Wiesz Fata nie mam ochoty na walkę. Straciłam Kogoś bardzo cennego. Niestety moje złe przeczucia się spełniły. Szukałam ginekologa od początku kiedy tylko sie dowiedziałam,że jestem w ciąży.Jak pamiętacie również tutaj na forum zadałam pytanie o gina.
Opieka w St James jest naprawde rewelacyjna. Pani ginekolog od razu mnie zabadała. Na drugi dzien na obchodzie jak jej powiedziałam co mnie spotkało na obchodzie to bardzo się zdziwiła i powiedziala,że oni w weekend tez nei robią usg ,ale na pewno zostawiliby mnie na oddziale, na obserwacje do poniedziałku.
Mam nadzieje,że wktórce ściągną do nas ginekolodzy, bo jedyny ktorego znalazłam był w Londynie-wysoko ceniący swoje uslugi. Jednak cena nei gra roli.
Życzę wszystkim kobietką oczekującym na maleństwa spokojnej ciąży i usmiechu na twarzy. Nie martwcie się- u was na pewno będzie dobrze.
Ja wierzę ,że do mnie mój Aniołek powróci…
Pozdrawiam
Opieka lekarska Fata jest tutaj gorsz niz w Polsce- ci co do lekarzy nei chodza nie wiedz- wiadomo, ale moje dziecko juz razb ylo w sztpitalu przez zaniedbana przez lekarzy infekcje ucha…musial dostawal dozylne antybiotyki. Ja mialam jakies zapalenie…umieralam z bolu- powiedzieli mi ze to sa bole ktore powinny same przejsc…sama zaczelam brac antybiotyk-po ktorym mi cudotworczo normalnie przeszlo….
Polscy lekarze- i polskie podejscie jest pod tym wzgledem o niebo lepsze niz tu w UK.
nawet nic nie pisz na ten temat serce mi sie kraje jak lekarze podhcodza do dzieci,szczerze moge powiedziec ze nfz jets jaki jest ale podejscie lekarzy do sprawy wPolsce ejst o niebo lepsze!!
Przyklda dziewczynka kaszel,katar jaies przeziebionko ale w miechu 1 miesiaca takich spraw sie nei olewa a lekarz tu mowi ze to normalne 😯 😯 i wszytsko co nie zglosisz to mowia ze normalne,pytalem midwife o witamine d3 to wiesz co sie zapytala co to jets???? wpolsce to sie podaje od bodajze 2 tyg zycia a ona niewie co to jest???dziwne nawet jak nie uzywaja to powinna po szkole wiedziec co to i na co ??

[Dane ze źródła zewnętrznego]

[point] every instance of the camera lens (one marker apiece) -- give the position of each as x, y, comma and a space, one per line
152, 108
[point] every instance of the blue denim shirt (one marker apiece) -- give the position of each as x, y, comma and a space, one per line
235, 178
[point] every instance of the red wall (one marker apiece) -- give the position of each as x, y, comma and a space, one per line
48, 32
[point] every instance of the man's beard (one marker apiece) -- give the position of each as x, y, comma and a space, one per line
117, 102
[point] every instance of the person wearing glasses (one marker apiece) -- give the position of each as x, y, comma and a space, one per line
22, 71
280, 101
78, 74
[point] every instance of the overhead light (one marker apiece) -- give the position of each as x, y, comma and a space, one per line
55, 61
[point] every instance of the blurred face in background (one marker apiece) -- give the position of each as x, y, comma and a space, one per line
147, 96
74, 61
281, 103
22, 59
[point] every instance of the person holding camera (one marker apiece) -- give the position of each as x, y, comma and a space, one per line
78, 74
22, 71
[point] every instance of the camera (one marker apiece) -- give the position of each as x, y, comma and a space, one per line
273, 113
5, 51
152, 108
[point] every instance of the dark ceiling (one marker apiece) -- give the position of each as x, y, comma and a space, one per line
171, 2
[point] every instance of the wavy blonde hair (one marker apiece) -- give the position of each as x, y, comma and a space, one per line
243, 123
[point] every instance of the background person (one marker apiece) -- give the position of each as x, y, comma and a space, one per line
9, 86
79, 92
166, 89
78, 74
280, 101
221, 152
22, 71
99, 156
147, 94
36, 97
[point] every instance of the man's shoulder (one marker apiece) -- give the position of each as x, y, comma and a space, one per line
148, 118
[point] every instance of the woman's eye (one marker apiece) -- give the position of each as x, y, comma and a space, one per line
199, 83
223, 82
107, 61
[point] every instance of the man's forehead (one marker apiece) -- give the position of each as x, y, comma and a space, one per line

Opieka lekarska Fata jest tutaj gorsz niz w Polsce- ci co do lekarzy nei chodza nie wiedz- wiadomo, ale moje dziecko juz razb ylo w sztpitalu przez zaniedbana przez lekarzy infekcje ucha…musial dostawal dozylne antybiotyki. Ja mialam jakies zapalenie…umieralam z bolu- powiedzieli mi ze to sa bole ktore powinny same przejsc…sama zaczelam brac antybiotyk-po ktorym mi cudotworczo normalnie przeszlo….
Polscy lekarze- i polskie podejscie jest pod tym wzgledem o niebo lepsze niz tu w UK.
ej ale moj maluch dostal- od razu po urodzeniu….ta witamine
ej ale moj maluch dostal- od razu po urodzeniu….ta witamine
ale po urodzeniu to dawali wit. k
acha
to pomylilo mi sie
A po co chcesz dawac witamine D?
W Polsce daja?
O ile sie nie mylę wit D jest przeciwko krzywicy,umożliwia wchłanianie wapnia i fosforu, wpływa na kształtowanie się kości i zębów, działa korzystnie na system nerwowy i mięśniowy, łagodzi stany zapalne skóry.
Swoją drogę tak się czasami już zasatnawiamy ze znajomymi, czy to nie jest tak,że my jesteśmy przewrazliwienia. Jesteśmy przyzwyczajone do tego,że jak chcemy iśc do lekarza zawsze możemy iść-państwowo czy prywatnie. Tutaj ludzie tez przecież żyją. Chyba duzo wody musi upłynąć,żebym potrafiła zroumieć ich podejście do ludzi. No i na pewno jak znowu zajdę w ciążę to nie dam sobie wcisnąć żadnych kitów i nie dam się spławić. Jeżeli nie doproszę się lekarza za każdym razem bedę latała do Polski, do Wrocławia. Nie pozwole żeby sie powtórzyło znowu coś złego.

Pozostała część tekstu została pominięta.